2. Lorsque l'extradition est demandée pour l'exécution d'une condamnation, il faut en outre que la partie de la peine qui n'a pas été accomplie ne soit pas inférieure à six (6) mois.
3. Si la demande d'extradition vise plusieurs infractions pénales distinctes punies chacune par la législation des deux Parties d'une peine privative de liberté, mais dont certaines ne remplissent pas les conditions prévues par les paragraphes précédents, la Partie requise peut également accorder l'extradition pour ces dernières.
4. Lorsque l'extradition d'une personne est demandée à raison de la commission d'une infraction fiscale ou en relation avec les impôts, les droits de douane, le contrôle des changes, l'extradition ne peut pas être refusée au motif que la législation de la Partie requise n'impose pas le même type d'impôts, de taxes, de droits de douane ou de contrôle des changes, ou n'observe pas la même réglementation que celle qui est appliquée par la législation de la Partie requérante.
Article III
Refus de l'extradition
L'extradition n'est pas accordée :
1. Pour des infractions considérées par la Partie requise comme politiques ou connexes à des infractions politiques. Aux fins d'application de la présente Convention, l'homicide volontaire d'un Chef d'Etat ou de Gouvernement de l'une des Parties ou d'un membre de sa famille n'est pas considéré comme une infraction politique.
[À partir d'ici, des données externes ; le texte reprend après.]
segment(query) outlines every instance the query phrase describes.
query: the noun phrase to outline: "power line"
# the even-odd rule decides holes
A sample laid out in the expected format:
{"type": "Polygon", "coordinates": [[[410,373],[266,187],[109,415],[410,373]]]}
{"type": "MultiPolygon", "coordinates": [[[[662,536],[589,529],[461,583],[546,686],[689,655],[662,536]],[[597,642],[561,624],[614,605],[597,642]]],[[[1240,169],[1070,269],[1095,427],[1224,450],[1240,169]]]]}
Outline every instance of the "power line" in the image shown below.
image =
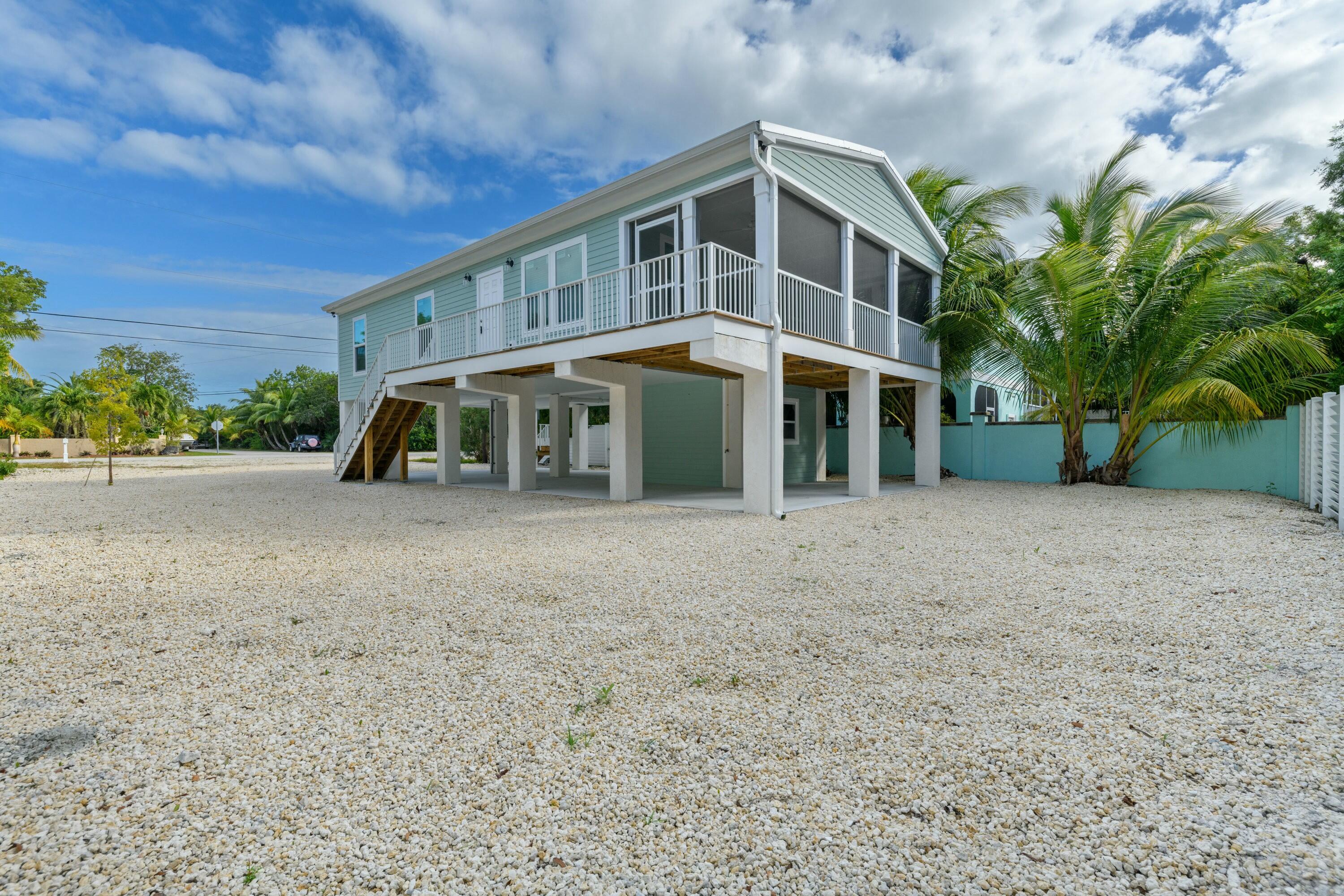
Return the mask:
{"type": "MultiPolygon", "coordinates": [[[[134,203],[136,206],[145,206],[146,208],[155,208],[157,211],[172,212],[173,215],[184,215],[187,218],[198,218],[200,220],[214,222],[216,224],[228,224],[230,227],[242,227],[243,230],[253,230],[258,234],[266,234],[269,236],[281,236],[284,239],[294,239],[301,243],[312,243],[313,246],[325,246],[327,249],[336,249],[343,253],[359,253],[360,255],[368,255],[370,258],[378,258],[382,261],[380,255],[374,253],[366,253],[360,249],[347,249],[345,246],[336,246],[333,243],[324,243],[319,239],[308,239],[306,236],[294,236],[292,234],[281,234],[274,230],[265,230],[263,227],[253,227],[251,224],[239,224],[235,220],[224,220],[223,218],[211,218],[210,215],[198,215],[190,211],[181,211],[180,208],[169,208],[168,206],[157,206],[155,203],[146,203],[140,199],[130,199],[129,196],[113,196],[112,193],[99,193],[97,189],[86,189],[83,187],[71,187],[70,184],[58,184],[54,180],[43,180],[42,177],[30,177],[28,175],[16,175],[12,171],[0,171],[0,175],[9,175],[11,177],[22,177],[23,180],[31,180],[39,184],[47,184],[48,187],[60,187],[62,189],[74,189],[81,193],[89,193],[90,196],[102,196],[103,199],[118,199],[124,203],[134,203]]],[[[414,267],[410,262],[402,262],[403,265],[414,267]]]]}
{"type": "MultiPolygon", "coordinates": [[[[79,333],[81,336],[108,336],[109,339],[130,339],[145,343],[183,343],[185,345],[214,345],[216,348],[259,348],[262,352],[284,352],[289,355],[335,355],[336,352],[320,352],[313,348],[271,348],[270,345],[242,345],[239,343],[204,343],[195,339],[161,339],[156,336],[126,336],[125,333],[94,333],[82,329],[56,329],[54,326],[43,328],[46,333],[79,333]]],[[[226,359],[219,359],[226,360],[226,359]]]]}
{"type": "Polygon", "coordinates": [[[208,329],[215,333],[246,333],[247,336],[278,336],[281,339],[312,339],[324,343],[335,343],[331,336],[293,336],[290,333],[269,333],[257,329],[227,329],[223,326],[194,326],[191,324],[164,324],[161,321],[133,321],[125,317],[95,317],[93,314],[62,314],[59,312],[31,312],[32,314],[46,314],[48,317],[78,317],[85,321],[113,321],[116,324],[144,324],[145,326],[176,326],[179,329],[208,329]]]}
2. Lorsque la Partie requise a des motifs sérieux de considérer que la demande d'extradition est présentée afin de poursuivre ou de punir une personne pour des raisons de race, de sexe, de religion, de nationalité, d'opinions politiques ou qu'elle sera soumise à un traitement cruel, inhumain ou dégradant.
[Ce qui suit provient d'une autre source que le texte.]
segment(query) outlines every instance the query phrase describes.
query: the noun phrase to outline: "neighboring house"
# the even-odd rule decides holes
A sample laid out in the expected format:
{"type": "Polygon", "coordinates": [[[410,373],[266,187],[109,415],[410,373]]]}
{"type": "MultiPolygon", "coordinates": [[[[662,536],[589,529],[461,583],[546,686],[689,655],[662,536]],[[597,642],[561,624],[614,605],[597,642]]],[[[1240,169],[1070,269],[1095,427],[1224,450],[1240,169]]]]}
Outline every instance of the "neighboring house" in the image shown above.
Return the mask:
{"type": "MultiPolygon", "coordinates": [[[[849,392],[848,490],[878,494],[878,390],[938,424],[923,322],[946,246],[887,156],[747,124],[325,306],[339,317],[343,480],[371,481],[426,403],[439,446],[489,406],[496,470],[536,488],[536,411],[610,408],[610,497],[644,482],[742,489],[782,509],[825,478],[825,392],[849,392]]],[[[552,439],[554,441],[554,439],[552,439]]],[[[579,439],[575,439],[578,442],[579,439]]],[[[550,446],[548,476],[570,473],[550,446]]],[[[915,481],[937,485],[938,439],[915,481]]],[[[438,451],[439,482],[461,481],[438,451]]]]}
3. Lorsque, conformément à sa législation, il incombe aux tribunaux de la Partie requise de connaître de l'infraction qui a motivé la demande.
4. Lorsque l'extradition est demandée pour une infraction pour laquelle la personne a été définitivement jugée sur le territoire de la Partie requise ou dans un Etat tiers ou a bénéficié d'une amnistie ou d'une mesure de grâce dans la Partie requise.
5. Lorsque l'action publique ou la peine sont prescrites selon la législation de l'une quelconque des Parties.
6. Lorsque l'extradition se réfère à des infractions exclusivement militaires.
7. Lorsque la personne est réclamée pour être jugée ou pour purger une condamnation prononcée par un tribunal d'exception ad hoc ou qui a ce caractère dans la Partie requérante.
Article IV
Motif facultatif de refus
L'extradition peut être refusée lorsque l'infraction pour laquelle l'extradition est demandée a été commise hors du territoire de la Partie requérante et que la législation de la Partie requise ne prévoit pas la poursuite de la même infraction commise hors de son territoire.
Article V
Nationalité
1. Les Parties ont la faculté de refuser l'extradition de leurs ressortissants. La condition de ressortissant est appréciée au moment de la commission des faits.
2. Si la Partie requise ne remet pas une personne à raison de sa seule nationalité, elle doit porter l'infraction à la connaissance de ses autorités judiciaires compétentes, pour qu'elle engage, le cas échéant, l'action publique correspondante conformément à sa législation. A cette fin, les documents, les procès-verbaux et les objets liés à l'infraction sont envoyés par la Partie requérante par la voie prévue à l'Article VII et la Partie requise doit l'informer de la décision prise.
Article VI
Des peines
1. L'extradition n'est pas accordée lorsque les faits qui la motivent sont sanctionnés par la peine capitale, des peines infamantes, à perpétuité ou supérieures à trente (30) ans.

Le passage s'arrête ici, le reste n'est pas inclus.